Laughing and crying are almost the same thing. (Check out phenomenologist Helmuth Plessner’s Laughing and Crying: A Study of the Limits of Human Behavior.) They come as we walk a dangerous path, expecting one thing but suddenly come upon something quite different, such as a punch line or a catastrophe. We weep when we have been having a great time (e.g., eating obliviously) and then our plate is pulled away. We laugh when, expecting to perish, a Samaritan comes our way and stops to help. We open our bleary eyes, and it is . . . God! “You’re joking!” “No, you are mine.” We fear and love the one who is giving himself for us: “Laugh!”
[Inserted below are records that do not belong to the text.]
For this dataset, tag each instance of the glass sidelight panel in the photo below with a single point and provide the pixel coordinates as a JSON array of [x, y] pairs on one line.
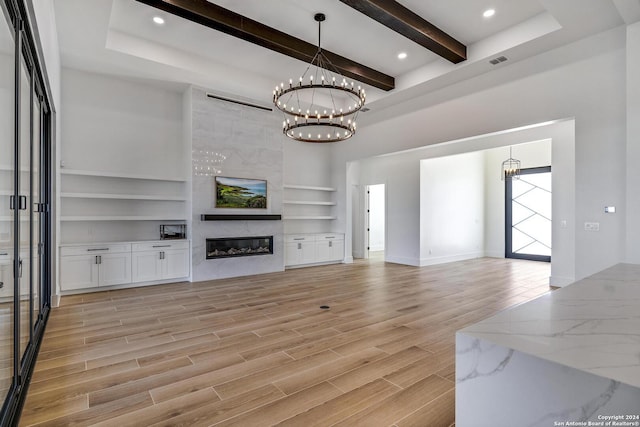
[[24, 201], [528, 215], [7, 194], [36, 232]]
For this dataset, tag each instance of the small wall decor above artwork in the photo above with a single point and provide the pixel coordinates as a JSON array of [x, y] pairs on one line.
[[241, 193]]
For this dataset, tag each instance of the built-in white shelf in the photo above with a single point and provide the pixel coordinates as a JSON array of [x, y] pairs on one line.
[[23, 169], [119, 175], [307, 202], [122, 196], [122, 218], [323, 217], [307, 187]]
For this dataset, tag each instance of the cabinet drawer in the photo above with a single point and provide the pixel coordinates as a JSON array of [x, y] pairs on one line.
[[292, 238], [330, 236], [107, 248], [160, 245]]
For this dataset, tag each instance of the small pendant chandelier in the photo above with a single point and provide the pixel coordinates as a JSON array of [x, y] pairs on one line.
[[510, 168], [318, 107]]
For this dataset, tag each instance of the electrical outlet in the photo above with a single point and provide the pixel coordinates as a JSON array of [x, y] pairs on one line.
[[591, 226]]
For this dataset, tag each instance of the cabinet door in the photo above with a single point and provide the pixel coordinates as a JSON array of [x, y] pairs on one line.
[[146, 266], [115, 269], [175, 263], [78, 272], [308, 253], [337, 250], [291, 254], [323, 250]]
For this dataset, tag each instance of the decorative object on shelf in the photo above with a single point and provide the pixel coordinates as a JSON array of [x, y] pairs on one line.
[[270, 217], [324, 109], [510, 168], [241, 193], [173, 231], [207, 163]]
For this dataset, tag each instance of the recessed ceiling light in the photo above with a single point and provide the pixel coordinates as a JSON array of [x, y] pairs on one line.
[[489, 13]]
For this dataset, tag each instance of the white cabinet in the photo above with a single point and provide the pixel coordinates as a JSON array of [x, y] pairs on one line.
[[78, 272], [329, 247], [309, 249], [160, 260], [299, 249], [91, 266]]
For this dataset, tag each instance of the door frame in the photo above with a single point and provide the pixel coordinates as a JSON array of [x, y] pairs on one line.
[[508, 194]]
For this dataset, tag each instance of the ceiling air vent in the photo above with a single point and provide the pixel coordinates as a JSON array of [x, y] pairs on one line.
[[499, 59], [236, 101]]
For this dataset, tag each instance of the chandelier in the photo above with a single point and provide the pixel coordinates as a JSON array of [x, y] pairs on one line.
[[510, 168], [318, 107]]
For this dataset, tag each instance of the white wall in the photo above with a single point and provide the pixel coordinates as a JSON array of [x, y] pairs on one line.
[[43, 21], [452, 208], [117, 125], [376, 217], [584, 81], [633, 144], [252, 146], [112, 124], [406, 192]]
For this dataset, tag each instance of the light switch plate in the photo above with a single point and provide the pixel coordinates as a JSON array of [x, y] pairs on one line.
[[592, 226]]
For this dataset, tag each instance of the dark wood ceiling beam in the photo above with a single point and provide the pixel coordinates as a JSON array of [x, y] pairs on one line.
[[234, 24], [392, 14]]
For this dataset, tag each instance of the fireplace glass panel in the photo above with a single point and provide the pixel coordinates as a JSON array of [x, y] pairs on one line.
[[239, 246]]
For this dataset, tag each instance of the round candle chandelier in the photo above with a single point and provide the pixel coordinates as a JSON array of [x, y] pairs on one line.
[[319, 107], [510, 168]]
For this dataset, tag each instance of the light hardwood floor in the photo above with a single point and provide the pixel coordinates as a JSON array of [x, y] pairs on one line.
[[259, 350]]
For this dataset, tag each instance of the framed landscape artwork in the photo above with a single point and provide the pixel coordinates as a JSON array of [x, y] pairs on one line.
[[241, 193]]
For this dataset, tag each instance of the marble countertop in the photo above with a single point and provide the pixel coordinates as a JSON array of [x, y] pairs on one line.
[[592, 325]]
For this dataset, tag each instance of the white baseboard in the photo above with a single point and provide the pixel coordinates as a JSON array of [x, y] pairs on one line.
[[402, 260], [496, 254], [123, 286], [450, 258], [560, 281]]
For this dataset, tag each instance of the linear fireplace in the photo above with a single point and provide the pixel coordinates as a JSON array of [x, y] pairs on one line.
[[239, 246]]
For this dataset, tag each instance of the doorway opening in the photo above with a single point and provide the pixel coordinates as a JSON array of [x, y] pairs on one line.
[[375, 221], [528, 215]]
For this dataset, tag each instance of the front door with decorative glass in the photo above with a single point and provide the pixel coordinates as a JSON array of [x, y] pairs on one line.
[[528, 215]]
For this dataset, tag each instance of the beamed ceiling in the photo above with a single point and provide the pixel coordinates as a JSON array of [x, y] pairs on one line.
[[243, 48]]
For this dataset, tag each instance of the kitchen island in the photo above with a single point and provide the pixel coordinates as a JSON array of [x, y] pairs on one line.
[[570, 357]]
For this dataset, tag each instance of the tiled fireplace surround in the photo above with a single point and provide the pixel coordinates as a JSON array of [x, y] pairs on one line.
[[241, 142]]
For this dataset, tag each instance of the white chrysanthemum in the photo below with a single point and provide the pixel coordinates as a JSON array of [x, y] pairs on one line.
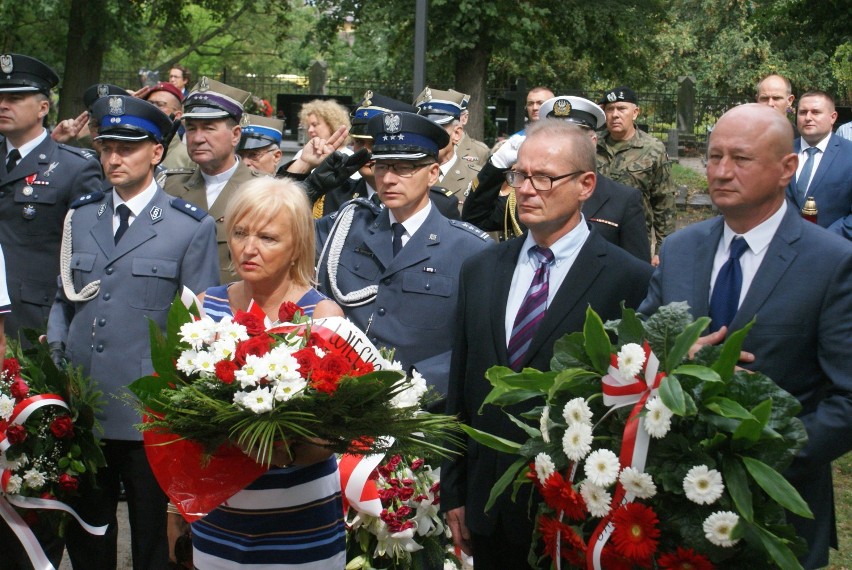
[[602, 467], [658, 420], [703, 485], [411, 395], [13, 485], [34, 479], [186, 361], [7, 406], [544, 424], [259, 400], [577, 411], [631, 357], [597, 499], [544, 467], [577, 441], [719, 526], [639, 483]]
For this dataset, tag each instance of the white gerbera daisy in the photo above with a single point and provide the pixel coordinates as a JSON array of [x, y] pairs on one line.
[[602, 467], [719, 526], [577, 411], [597, 499], [631, 357], [544, 467], [639, 483], [703, 485], [577, 441], [658, 420]]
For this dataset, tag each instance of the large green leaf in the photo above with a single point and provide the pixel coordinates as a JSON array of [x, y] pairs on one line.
[[777, 487]]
Step 6: Final Prognosis (External Solution) : Feast!
“Who knows whether [God] will not turn and relent, and leave a blessing behind, a grain offering and a drink offering . . .?” Who knows, Joel? We do. God has verifiably turned and relented. Not because of our rending of garments-and-heart, but because of his own mercy. In mercy, God sets a table before us and invites us to break bread with erstwhile enemies, and with the people his servants have invited in from the highways and the byways. Right in the presence of God, in public, God invites all of us: “Friends, move up higher.” “Have another, please! I insist!” Christ the victim, Christ the priest, Christ the host, “given and shed” for the forgiveness of sin. Since the bridegroom is once again with us, how can we fast? “Give us this day, O Lord [and that’s “us” in God’s own and therefore widest sense], give us our daily bread.” “Feast!”

(And then let brother James 2:15-16 have his say: “If a brother or sister . . . lacks daily food, and one of you says to them, ‘Go in peace . . . eat your fill,’ and yet you do not supply their bodily needs, what is the good of that?”—back to Step 1 with you! “Fast!” And so on.)